Why it matters: A major scientific report last year showed that warming will have far more severe consequences if temperature increases are allowed to creep past 1.5°C. Holding the rise to that level is a key but immensely hard goal of the Paris climate deal.
- Per the IPCC, it would mean emissions falling to net-zero by roughly mid-century.
What they did: The new paper in the peer-reviewed journal Nature compares future emissions from infrastructure — power plants, vehicles, industrial plants and more — against the estimated remaining "carbon budget" for staying within 1.5°C and 2°C.
What they found: Projected cumulative emissions from existing infrastructure, roughly 658 gigatonnes, are much higher than the estimated remaining 1.5°C budget.
That's what you can see in the chart above, which shows that even expected lifetime CO2 from infrastructure and vehicles already in use are enough to surpass 1.5°C of warming.
- “There’s a lot of aspirational talk about the 1.5 target, and I think that’s all good, but there are some sobering realities if we wanted to meet that target,” co-author Steven Davis of UC Irvine tells me.
- A substantial amount of these "committed" future emissions are from relatively young coal-fired power fleets in China and India.

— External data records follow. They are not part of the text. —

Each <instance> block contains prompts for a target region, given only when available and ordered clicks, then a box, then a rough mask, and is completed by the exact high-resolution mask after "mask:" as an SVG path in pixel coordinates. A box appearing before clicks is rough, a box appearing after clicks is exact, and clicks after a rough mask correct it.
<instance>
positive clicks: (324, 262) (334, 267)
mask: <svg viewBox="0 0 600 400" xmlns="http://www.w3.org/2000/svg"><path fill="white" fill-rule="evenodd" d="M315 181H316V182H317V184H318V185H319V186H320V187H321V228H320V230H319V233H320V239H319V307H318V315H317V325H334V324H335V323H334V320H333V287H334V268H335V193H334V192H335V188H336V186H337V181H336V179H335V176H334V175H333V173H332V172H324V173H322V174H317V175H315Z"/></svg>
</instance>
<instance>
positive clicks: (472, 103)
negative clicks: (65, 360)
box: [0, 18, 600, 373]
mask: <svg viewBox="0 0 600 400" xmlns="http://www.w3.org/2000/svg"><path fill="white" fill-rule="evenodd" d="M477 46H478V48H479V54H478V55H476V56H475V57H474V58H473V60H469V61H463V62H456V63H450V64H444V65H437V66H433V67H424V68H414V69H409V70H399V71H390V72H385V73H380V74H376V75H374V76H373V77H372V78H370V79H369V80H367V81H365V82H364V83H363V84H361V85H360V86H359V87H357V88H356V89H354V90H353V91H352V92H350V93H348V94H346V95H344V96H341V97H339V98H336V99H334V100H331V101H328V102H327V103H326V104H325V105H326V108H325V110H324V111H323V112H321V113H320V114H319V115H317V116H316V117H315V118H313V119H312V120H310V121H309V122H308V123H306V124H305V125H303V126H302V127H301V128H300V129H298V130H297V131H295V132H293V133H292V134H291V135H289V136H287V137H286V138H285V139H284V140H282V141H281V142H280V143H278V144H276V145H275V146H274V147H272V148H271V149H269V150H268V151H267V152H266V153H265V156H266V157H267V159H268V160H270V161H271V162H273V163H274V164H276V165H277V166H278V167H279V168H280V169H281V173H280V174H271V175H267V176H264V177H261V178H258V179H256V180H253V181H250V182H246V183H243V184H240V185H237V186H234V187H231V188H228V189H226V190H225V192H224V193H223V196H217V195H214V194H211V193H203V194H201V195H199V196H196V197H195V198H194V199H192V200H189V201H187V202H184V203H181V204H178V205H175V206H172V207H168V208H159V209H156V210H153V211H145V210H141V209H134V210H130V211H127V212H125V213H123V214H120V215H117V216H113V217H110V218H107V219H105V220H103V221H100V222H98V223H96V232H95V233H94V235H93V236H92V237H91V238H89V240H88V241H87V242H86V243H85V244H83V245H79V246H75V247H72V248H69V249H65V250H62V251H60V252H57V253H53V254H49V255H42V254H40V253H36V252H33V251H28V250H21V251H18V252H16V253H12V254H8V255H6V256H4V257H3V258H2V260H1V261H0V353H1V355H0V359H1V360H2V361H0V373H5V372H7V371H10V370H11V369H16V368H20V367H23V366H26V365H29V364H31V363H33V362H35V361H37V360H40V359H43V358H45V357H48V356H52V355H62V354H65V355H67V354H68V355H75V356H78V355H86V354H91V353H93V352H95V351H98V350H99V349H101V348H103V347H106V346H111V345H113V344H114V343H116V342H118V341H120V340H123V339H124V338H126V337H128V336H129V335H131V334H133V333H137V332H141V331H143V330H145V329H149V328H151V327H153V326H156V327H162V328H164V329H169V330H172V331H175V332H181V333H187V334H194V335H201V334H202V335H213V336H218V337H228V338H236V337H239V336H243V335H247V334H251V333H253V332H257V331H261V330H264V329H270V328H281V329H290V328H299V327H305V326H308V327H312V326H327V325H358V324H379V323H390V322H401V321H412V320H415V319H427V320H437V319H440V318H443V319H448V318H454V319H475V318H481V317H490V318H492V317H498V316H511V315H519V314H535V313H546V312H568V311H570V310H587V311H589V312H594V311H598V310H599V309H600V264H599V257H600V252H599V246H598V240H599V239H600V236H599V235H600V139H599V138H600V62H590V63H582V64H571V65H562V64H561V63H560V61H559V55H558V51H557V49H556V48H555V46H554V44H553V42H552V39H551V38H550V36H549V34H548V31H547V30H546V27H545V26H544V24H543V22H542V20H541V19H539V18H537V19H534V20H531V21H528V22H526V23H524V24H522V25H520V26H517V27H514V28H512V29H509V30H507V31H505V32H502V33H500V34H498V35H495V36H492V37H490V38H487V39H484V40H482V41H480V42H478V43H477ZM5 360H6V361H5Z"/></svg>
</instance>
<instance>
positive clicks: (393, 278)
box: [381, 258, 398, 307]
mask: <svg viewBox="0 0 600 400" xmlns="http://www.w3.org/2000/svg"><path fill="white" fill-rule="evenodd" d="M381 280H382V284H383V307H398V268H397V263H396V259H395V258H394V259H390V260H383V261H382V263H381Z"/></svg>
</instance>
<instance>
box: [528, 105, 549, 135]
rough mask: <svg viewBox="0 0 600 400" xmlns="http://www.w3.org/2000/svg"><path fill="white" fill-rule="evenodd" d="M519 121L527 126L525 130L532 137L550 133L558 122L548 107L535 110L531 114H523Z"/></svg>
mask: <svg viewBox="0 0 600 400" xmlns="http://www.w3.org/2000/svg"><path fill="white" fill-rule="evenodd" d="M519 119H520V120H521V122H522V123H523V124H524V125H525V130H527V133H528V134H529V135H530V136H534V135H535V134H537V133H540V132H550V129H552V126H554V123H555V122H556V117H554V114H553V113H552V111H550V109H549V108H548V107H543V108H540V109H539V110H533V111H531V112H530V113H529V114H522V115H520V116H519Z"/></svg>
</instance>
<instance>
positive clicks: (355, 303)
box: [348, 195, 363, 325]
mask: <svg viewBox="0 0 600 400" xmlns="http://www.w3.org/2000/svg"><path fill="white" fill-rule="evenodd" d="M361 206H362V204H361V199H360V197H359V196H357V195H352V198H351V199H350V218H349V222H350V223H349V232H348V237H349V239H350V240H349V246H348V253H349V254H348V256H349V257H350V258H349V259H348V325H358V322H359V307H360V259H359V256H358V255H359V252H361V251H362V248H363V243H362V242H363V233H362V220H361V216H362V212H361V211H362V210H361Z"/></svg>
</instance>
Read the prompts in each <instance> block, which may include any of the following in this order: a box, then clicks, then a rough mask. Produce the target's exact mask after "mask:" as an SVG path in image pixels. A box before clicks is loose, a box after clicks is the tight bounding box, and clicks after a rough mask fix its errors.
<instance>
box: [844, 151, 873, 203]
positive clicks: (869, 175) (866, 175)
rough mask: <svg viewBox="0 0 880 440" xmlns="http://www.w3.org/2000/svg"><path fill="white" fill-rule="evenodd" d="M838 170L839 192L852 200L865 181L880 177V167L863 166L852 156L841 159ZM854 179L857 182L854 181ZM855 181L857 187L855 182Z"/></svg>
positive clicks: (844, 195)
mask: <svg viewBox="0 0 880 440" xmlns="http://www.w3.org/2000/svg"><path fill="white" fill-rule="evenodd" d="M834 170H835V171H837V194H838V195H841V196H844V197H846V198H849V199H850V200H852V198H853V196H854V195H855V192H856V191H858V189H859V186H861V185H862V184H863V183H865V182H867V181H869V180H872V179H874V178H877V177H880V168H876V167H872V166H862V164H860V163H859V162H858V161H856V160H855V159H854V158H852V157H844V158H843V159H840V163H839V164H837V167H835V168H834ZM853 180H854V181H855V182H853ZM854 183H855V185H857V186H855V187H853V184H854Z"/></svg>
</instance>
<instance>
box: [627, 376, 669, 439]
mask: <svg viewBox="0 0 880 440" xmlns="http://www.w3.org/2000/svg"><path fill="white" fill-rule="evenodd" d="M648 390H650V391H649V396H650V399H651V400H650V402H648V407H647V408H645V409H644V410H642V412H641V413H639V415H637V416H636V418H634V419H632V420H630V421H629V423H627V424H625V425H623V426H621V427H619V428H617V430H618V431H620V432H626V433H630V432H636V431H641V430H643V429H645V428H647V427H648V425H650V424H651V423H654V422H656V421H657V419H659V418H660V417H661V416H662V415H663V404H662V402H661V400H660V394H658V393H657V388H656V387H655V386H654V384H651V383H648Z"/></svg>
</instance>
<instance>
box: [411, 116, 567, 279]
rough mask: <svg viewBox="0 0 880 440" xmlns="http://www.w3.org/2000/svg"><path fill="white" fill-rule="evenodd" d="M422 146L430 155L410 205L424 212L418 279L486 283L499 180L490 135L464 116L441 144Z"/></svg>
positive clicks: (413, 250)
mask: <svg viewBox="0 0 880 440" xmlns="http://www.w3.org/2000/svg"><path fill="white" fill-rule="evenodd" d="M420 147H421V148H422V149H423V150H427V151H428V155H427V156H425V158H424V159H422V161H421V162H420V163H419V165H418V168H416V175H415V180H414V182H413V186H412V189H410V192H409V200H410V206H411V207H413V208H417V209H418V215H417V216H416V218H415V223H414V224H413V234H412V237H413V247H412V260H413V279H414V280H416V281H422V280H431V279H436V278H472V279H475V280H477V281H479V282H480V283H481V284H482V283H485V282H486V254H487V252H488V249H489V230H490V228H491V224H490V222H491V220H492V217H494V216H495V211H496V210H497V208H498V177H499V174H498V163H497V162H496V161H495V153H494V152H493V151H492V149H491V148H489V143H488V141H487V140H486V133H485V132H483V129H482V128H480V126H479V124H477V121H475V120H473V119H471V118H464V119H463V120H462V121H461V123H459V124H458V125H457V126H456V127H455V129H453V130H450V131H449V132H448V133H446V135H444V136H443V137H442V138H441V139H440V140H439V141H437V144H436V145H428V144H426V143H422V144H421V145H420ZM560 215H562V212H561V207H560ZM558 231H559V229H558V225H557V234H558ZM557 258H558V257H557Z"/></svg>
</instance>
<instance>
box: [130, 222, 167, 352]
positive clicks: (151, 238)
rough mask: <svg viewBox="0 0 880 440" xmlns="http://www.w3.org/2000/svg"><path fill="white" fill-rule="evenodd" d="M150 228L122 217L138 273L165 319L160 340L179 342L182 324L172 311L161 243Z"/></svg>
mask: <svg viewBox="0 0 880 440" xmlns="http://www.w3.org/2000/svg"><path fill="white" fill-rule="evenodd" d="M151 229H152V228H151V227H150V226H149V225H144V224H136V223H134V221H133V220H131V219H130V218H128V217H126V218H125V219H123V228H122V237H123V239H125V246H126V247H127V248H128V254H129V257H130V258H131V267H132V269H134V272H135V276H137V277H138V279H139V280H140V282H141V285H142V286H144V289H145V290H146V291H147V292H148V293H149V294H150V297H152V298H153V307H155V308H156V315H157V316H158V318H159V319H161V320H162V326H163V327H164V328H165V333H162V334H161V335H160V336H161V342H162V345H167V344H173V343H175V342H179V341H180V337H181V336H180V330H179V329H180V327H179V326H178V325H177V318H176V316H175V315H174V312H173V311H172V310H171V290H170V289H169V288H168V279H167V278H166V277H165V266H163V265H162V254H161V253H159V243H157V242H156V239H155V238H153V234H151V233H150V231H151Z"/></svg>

- Davis notes the findings are conservative. The paper doesn't include emissions from fossil fuel extraction and deforestation.
The bottom line: Any shot at 1.5°C likely means shutting down lots of power plants before the end of their roughly 40-year lifetimes.
- "[U]nless compensated by negative emissions technologies or retrofitted with carbon capture and storage, 1.5 °C carbon budgets allow for no new emitting infrastructure and require substantial changes to the lifetime or operation of already existing energy infrastructure," the paper states.
Threat level: Additional emissions from power plants that are planned or under construction already make staying within 2°C (the less ambitious Paris target) difficult to achieve.
- Emissions from existing infrastructure and proposed plants could consume two-thirds of the emissions budget for staying within 2°C, the report states.
What they're saying: Rutgers University climate scientist Robert Kopp, who was not part of the study, tells me the results are consistent with what's expected from energy forecast models, but notes the paper is "based on empirical data analyzed in a fairly transparent fashion."
"It emphasizes the radical transformations necessary to stabilize global temperature in the 1.5-2.0°C range: basically, an end to new construction of fossil fuel-based electric and industrial infrastructure, and — especially for 1.5°C — an acceleration of the retirement of existing infrastructure."